Our school hosted the Vietnam Technology Conference this past February.
(Yes, I’m just getting around to talking about it. Don’t judge.)
One of the sessions I attended was about agile development in education, specifically as a way to organize the classroom into a room of independently functioning teams that are all trying to reach the goal of learning content. The full details on the philosophy can be found at http://eduscrum.com. I most certainly am not following the full implementation described there.
My interest was piqued by the possibility of using a Trello board to organize tasks for my classroom. I always make a digital handout for each class that consists of a series of tasks, links, problems, and chunks of information. Within the class block, I weave these together in a mix of direct instruction, group tasks, PearDeck activities, Desmos explorations, and so on. I advise students not to just do every problem on my handouts from start to finish because there is an order to my madness. I have a plan for students to go through the different activities, but I don’t always clearly indicate that plan on these handouts.
This is where Trello came in. For my past two units in PreCalculus, I broke up the tasks on my digital handout into tasks on a Trello board. This consists of a list of tasks, and then three columns labeled ‘to-do’, ‘in progress’, and ‘completed’.
I put students in groups, and then shared this Trello board here with them. Their group needed to make a Trello board for their group, and then copy the day’s tasks onto their group’s board. I told students how long a ‘sprint’ (an agile development term) was going to be, and the group would decide which tasks they would collectively (or individually) do during that time. They moved these tasks into the appropriate column of the board. As I continued to use the system, I realized that I could color code tasks according to the learning standards, and identify them according to the day of class. This helped students to understand the context of individual tasks later on.
The thing I liked the most about this experiment was that it actually enabled students to take charge of what they were doing during the lesson. I sometimes said that I was going to go over a concept at a particular time during the class block, and that teams could pay attention or not depending on their needs. This could be replaced by videos of this direct instruction to allow for more asynchronous learning for the students that weren’t ready at that time. There were some great conversations between students about what they did and didn’t understand.
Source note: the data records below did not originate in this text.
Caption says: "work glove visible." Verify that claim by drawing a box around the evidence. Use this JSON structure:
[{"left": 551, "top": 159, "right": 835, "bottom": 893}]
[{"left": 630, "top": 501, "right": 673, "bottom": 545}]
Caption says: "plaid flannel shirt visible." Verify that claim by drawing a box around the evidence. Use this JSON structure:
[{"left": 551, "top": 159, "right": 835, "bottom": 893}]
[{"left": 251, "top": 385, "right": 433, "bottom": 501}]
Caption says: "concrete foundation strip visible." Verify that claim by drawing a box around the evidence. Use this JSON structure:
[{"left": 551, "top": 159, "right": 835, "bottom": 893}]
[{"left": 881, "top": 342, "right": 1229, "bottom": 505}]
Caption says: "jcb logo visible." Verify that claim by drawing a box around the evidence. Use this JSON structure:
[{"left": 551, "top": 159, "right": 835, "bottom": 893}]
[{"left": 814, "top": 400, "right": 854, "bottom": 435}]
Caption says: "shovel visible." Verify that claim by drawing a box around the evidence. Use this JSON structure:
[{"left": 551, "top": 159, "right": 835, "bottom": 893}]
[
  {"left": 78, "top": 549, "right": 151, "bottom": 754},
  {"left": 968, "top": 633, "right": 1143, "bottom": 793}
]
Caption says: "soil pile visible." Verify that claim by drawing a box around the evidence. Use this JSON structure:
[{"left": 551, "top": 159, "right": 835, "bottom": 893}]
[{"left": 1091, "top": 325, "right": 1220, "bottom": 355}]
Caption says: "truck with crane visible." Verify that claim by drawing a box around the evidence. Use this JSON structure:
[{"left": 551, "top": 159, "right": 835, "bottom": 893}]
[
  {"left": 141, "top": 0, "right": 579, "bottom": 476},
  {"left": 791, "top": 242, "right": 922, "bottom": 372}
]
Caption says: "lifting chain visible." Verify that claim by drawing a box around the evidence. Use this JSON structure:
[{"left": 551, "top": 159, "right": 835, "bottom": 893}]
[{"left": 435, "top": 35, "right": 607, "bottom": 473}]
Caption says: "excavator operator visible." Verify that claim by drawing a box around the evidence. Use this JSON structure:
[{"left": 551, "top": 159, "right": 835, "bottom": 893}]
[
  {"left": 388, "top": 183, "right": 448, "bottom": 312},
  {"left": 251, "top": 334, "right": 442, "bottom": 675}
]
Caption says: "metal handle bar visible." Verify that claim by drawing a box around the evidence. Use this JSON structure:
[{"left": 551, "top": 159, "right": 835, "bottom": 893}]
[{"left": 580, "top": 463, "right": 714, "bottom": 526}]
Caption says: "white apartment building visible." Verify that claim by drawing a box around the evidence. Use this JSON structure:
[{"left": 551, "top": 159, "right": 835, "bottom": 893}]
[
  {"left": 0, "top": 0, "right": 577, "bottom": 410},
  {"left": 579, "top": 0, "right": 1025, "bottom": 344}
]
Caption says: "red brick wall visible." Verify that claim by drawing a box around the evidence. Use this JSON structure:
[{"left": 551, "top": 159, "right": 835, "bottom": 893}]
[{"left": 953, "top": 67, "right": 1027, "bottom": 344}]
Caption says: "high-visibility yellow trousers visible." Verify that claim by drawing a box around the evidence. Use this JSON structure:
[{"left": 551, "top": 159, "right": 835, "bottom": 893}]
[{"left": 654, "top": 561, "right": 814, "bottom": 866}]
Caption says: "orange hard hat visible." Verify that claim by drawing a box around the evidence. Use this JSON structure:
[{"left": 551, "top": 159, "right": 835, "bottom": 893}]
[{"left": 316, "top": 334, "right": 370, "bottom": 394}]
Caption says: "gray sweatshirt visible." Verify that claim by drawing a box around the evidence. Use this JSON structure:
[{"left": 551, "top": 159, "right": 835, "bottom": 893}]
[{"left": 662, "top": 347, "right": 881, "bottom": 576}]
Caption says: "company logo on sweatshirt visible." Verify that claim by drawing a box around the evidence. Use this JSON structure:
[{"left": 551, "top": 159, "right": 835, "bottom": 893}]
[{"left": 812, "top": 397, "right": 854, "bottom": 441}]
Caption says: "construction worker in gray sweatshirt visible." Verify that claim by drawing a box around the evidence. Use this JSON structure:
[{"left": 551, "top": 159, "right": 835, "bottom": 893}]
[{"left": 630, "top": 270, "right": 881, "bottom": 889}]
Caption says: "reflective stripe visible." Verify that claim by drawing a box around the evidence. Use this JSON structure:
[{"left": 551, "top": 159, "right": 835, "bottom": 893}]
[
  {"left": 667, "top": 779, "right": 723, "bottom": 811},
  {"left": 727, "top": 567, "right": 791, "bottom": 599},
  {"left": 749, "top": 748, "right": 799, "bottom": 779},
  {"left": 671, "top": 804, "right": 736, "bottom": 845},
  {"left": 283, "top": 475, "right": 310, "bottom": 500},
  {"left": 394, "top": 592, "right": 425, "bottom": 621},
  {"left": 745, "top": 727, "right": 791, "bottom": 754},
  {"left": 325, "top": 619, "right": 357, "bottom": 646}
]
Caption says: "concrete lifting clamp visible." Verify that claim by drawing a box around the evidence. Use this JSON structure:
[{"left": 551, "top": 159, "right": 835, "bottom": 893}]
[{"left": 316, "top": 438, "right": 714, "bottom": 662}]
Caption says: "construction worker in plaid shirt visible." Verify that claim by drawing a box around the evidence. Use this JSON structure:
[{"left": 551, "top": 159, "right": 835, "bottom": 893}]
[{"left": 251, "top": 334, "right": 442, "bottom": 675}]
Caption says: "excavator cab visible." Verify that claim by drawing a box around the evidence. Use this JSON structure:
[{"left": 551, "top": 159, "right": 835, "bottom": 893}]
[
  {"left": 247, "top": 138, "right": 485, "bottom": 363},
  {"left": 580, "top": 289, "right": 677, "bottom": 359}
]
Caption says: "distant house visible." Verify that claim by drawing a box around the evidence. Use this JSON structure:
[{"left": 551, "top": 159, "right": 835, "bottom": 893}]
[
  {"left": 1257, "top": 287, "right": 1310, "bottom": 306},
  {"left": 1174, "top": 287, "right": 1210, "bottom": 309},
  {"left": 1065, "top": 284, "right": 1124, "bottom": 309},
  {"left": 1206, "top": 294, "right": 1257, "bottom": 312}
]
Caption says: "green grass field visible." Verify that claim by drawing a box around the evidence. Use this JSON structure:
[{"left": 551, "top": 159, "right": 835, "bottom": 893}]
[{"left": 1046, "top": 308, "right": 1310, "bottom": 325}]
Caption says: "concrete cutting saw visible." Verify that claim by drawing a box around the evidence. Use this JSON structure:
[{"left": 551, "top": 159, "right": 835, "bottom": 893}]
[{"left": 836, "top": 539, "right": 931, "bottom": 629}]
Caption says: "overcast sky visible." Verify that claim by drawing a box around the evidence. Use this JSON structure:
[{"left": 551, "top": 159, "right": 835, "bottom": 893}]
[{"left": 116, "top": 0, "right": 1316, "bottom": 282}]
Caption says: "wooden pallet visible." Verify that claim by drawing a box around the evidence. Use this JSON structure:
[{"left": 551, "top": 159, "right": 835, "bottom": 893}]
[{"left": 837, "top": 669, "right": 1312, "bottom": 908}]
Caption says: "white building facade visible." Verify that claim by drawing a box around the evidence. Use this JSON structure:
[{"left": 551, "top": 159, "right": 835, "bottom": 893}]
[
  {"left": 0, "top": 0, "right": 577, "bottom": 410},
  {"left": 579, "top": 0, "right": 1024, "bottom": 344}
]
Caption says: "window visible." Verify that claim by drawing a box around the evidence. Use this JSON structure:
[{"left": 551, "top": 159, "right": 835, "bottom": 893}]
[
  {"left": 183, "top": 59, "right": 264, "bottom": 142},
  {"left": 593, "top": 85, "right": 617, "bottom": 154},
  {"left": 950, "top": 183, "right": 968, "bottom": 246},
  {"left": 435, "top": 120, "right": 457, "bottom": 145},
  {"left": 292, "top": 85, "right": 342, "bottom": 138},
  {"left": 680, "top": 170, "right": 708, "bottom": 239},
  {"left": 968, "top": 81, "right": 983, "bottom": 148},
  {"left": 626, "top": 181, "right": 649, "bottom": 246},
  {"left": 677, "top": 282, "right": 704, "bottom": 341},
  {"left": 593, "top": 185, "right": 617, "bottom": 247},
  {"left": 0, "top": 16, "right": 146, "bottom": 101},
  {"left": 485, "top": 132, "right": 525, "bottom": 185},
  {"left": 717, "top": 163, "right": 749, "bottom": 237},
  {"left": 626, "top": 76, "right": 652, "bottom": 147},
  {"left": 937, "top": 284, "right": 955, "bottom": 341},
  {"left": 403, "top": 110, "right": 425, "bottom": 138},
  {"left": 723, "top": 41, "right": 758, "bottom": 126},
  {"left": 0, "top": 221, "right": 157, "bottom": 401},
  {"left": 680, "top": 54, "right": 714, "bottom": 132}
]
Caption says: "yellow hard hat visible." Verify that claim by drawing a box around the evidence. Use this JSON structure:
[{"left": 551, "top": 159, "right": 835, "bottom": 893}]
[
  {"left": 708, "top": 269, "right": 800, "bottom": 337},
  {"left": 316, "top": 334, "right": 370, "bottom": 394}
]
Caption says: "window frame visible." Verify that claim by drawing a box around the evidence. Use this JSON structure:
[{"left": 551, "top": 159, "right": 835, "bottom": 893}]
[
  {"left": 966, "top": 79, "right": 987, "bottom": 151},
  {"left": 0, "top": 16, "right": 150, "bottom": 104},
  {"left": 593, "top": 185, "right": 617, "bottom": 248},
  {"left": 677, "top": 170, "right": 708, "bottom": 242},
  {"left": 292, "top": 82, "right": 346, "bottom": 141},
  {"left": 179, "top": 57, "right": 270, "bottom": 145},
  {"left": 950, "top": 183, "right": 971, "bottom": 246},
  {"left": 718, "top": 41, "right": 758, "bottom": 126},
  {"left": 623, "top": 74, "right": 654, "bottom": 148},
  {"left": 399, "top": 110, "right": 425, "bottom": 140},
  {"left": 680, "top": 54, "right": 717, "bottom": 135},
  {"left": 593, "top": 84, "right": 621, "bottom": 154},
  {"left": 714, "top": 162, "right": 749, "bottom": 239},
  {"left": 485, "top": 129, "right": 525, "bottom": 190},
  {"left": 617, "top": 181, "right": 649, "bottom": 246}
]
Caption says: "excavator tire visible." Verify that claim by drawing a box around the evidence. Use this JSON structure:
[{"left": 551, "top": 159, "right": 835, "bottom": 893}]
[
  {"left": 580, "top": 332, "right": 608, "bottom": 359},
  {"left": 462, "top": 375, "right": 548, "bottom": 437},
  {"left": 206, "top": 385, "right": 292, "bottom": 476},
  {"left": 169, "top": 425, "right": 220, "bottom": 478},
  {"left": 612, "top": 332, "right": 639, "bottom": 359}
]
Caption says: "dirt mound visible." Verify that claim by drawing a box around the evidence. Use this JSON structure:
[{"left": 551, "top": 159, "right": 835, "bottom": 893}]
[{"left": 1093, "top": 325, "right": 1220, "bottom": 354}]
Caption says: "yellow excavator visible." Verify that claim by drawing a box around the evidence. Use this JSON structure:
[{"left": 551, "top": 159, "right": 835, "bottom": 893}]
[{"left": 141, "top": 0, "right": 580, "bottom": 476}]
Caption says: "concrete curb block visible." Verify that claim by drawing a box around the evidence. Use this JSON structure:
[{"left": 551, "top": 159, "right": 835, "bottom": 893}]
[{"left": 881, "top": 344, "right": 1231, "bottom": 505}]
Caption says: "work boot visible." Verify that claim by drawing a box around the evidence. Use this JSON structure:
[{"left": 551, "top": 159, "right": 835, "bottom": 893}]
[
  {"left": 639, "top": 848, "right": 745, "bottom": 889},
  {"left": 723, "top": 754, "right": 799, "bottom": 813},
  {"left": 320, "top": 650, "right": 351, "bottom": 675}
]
I could circulate and interject when I saw the need.
This put me in the position of curating interesting and productive tasks related to the course content, which is a lot more fun than planning a lecture. The students also liked being able to talk to each other and work at their own pace. Here’s some feedback from the students:
What they liked:
- “I think it was nice how I could do things by whatever pace I felt more comfortable with to an extent since we did things as a small group rather than as an entire class.”
- “It kept me working and thinking the whole class. It also helped me work out problems independently which helped my understanding.”
- “I liked the ability to keep track of all my work, as well as knowing all the problems beforehand. I also like being able to have more time to discuss with friends to understand how we each came up with various solutions.”
What could be improved:
- “Maybe I rather stick with traditional teaching methods. This is borderline self-taught and it’s not so much better with group of people that I don’t know well.”
- “I think it would be better to go through the theory and concepts of the standard first, meaning how to do a problem as a class before splitting into smaller groups for individual/team work.”
- “For future classes, I would also like informative videos to be included so that we can learn new topics this way.”
This feedback made it easy to adjust for the next classes, and I continued to tweak in the next unit. The students really like the act of moving tasks between the different columns on the Trello board too. I really like the ease with which students can copy tasks, move them around, and plan their time independently. There are some good habits here that I’ll be thinking about expanding to other classes later this semester or for the next school year.